Cultural turn of the year

Snacking becomes therapy

Unhappy woman eating popcorn on a bed

Even as GLP-1 drugs reshaped portions, emotional snacking quietly stole the spotlight. Mondelēz’s State of Snacking research spelled it out: hunger isn’t the main motivation anymore. Comfort is. So is nostalgia, escape, familiarity – the things analytics can’t quantify as neatly as calories.

Old-school flavors resurfaced. Textural blends gained ground. Sound-linked flavor cues – something we’d have laughed at a decade ago – crept into R&D labs. Then TikTok’s ‘bed-rotting’ trend pulled snacks into a different cultural orbit altogether.

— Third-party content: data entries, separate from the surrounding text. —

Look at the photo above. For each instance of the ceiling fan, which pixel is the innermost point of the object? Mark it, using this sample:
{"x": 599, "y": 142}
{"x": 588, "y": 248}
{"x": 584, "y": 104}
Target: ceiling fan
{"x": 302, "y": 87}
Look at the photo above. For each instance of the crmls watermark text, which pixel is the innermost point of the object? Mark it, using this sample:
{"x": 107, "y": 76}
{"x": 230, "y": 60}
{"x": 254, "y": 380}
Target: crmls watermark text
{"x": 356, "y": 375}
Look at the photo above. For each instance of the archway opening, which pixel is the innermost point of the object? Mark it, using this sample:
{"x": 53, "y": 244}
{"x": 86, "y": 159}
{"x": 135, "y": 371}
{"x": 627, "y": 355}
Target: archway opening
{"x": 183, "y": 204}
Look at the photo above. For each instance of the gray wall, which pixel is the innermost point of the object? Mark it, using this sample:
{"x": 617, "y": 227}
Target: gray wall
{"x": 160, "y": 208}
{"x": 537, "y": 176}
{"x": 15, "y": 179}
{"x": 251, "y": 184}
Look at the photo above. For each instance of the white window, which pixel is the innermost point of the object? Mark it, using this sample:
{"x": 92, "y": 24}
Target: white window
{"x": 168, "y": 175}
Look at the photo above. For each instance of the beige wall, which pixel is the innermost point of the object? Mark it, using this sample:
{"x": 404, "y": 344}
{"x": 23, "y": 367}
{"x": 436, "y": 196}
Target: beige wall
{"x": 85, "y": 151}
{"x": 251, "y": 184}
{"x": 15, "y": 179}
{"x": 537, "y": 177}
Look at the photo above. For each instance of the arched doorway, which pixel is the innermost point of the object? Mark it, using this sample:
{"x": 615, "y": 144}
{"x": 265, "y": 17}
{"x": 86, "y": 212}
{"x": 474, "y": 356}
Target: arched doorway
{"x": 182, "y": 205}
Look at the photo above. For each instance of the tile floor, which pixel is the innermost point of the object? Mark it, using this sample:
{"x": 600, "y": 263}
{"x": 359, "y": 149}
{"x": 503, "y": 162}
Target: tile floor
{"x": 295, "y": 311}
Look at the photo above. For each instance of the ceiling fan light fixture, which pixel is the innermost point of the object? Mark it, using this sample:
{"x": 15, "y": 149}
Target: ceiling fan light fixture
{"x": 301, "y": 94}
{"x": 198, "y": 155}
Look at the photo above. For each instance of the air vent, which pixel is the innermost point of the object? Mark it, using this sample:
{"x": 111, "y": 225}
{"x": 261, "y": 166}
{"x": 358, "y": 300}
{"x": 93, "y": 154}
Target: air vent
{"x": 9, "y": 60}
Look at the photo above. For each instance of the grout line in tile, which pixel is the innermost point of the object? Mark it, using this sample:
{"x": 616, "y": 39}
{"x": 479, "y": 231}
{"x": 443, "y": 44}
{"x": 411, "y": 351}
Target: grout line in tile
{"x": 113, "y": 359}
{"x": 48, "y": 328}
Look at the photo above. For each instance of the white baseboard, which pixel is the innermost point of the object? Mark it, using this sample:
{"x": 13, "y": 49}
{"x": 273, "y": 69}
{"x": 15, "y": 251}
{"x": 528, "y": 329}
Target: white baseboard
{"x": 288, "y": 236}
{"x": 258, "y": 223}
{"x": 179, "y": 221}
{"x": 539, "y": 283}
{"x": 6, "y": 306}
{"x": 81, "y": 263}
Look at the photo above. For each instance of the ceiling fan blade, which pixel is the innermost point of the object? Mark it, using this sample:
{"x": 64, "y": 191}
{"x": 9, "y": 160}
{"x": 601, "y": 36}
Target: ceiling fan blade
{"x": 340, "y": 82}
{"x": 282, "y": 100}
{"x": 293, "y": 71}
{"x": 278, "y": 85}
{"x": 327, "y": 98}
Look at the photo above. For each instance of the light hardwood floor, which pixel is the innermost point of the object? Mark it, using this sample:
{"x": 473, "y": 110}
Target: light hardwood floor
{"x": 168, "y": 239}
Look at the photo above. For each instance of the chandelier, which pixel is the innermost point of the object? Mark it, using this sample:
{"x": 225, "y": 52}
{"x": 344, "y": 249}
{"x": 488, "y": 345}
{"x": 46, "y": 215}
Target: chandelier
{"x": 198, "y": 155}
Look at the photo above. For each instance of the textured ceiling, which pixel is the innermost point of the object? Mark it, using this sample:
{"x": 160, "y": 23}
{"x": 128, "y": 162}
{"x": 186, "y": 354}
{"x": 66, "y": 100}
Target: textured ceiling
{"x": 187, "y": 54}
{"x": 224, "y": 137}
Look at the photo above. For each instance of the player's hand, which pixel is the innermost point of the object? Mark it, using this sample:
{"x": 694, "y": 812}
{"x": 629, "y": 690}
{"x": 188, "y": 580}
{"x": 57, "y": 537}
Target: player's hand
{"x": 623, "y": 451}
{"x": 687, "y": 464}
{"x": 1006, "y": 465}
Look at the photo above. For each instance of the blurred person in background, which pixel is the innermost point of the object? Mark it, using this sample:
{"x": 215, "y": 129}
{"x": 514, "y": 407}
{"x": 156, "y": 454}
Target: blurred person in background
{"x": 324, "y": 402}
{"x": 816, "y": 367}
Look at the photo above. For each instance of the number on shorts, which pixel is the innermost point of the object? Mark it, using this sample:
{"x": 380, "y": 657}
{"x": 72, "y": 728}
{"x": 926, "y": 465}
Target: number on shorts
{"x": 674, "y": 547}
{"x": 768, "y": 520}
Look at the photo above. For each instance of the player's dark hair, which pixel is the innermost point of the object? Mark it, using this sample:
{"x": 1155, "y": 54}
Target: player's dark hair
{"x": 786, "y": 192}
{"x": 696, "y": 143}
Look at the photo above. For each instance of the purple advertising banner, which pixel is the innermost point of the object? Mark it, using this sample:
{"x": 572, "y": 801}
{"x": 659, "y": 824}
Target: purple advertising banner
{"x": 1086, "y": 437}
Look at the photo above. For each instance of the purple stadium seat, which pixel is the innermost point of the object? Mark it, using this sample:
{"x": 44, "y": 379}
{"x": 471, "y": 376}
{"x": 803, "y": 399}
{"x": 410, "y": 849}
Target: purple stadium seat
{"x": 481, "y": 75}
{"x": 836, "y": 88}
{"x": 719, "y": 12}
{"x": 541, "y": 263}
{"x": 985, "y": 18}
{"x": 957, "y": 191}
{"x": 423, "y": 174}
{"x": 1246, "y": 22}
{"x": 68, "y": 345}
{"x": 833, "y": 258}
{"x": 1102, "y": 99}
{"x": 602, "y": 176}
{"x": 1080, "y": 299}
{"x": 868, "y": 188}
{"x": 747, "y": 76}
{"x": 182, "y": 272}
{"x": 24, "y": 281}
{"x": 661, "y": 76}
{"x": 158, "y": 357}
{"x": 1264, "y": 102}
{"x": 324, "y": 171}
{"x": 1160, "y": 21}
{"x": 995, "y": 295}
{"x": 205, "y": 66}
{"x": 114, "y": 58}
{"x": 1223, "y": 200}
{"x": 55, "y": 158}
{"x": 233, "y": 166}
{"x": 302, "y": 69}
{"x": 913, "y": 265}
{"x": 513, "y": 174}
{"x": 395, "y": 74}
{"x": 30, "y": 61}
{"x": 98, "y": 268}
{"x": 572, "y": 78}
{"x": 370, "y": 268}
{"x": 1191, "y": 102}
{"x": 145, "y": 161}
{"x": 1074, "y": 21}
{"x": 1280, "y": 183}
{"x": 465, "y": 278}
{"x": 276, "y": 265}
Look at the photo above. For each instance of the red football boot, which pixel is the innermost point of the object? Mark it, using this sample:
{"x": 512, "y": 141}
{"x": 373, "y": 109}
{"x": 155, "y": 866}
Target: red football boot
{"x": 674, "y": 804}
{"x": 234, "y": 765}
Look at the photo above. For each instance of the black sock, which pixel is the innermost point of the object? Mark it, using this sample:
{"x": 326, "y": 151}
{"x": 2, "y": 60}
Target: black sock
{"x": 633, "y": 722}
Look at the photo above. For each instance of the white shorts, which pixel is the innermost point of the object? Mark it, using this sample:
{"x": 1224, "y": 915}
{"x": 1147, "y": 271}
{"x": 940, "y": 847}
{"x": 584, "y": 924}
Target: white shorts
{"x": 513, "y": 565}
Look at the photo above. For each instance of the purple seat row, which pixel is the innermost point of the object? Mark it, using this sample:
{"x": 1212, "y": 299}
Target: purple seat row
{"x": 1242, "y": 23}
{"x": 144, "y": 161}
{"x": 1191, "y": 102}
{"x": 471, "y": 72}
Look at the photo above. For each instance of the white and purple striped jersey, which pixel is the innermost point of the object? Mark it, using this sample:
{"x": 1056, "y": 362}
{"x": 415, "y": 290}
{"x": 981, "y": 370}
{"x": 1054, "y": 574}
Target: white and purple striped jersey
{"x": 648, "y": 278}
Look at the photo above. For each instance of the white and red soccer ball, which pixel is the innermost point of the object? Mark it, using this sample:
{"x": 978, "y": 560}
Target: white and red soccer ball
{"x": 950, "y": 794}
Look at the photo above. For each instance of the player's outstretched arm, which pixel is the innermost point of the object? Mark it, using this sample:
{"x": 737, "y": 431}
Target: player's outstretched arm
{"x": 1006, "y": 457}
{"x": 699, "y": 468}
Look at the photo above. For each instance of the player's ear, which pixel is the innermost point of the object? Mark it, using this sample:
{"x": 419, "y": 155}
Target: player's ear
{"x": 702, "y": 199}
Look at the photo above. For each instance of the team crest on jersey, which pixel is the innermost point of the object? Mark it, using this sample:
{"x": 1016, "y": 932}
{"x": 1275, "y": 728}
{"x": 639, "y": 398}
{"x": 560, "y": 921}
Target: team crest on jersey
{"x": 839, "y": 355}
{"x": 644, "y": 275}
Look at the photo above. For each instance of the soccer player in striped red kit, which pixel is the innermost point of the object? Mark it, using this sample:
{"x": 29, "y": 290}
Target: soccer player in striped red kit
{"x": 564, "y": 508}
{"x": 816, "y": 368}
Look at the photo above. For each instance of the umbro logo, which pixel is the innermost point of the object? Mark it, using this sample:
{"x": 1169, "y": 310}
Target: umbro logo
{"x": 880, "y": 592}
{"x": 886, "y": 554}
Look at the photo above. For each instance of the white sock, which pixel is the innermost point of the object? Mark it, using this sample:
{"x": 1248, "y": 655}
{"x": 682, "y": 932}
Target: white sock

In 2025, the boundary between comfort ritual and consumption got very blurry.

Curiosity of the year

The 5,000-year-old bread that broke the internet

15_Ancient bread, about 1500 BCE. Image courtesy of Petrie Museum of Egyptian and Sudanese Archaeology, UCL © Mary Hinkley

In a year overflowing with billion-dollar M&A swirl and regulatory fireworks, who could’ve predicted that a prehistoric loaf would steal everyone’s attention? When archaeologists reconstructed a 5,000-year-old Turkish bread, the internet reacted like it had discovered a new celebrity.

It was simple, strange and irresistible – a reminder that sometimes carbs beat capitalism in the attention economy.

Marketing mischief of the year

Hostess goes full stoner mode

Hostess' Munchie Mobile

Some brands flirt with irreverence. Hostess dated it publicly. Its 4/20 activation skipped subtlety and went straight for cannabis-adjacent humor – the Munchie Mobile, festival crowds, late-night winks that didn’t pretend otherwise.

It worked because it didn’t apologize. Hostess knew exactly who it was talking to and they talked back.

The most bizarre NPD of the year

Self-heating burritos; lemonade potato chips; beef & chocolate bar; zero gravity chips; and strawberry & creme sandwich

Strawberries and cream in a sandwich.

2025 didn’t dabble in strange innovation. It ran toward it. Self-heating burritos promised hot food without a plug socket. Lemonade potato chips picked a fight with the definition of savory. Heston’s beef-and-chocolate bar baffled one half of the internet and intrigued the other. Doritos launched Zero Gravity Cool Ranch chips because apparently space snacks are now a thing. And M&S’s Red Diamond Strawberry & Creme Sandwich reopened the eternal argument: when isn’t a sandwich a sandwich?

Bizarre? Yes. Excessive? Occasionally. Impossible to forget? Without question. What a year!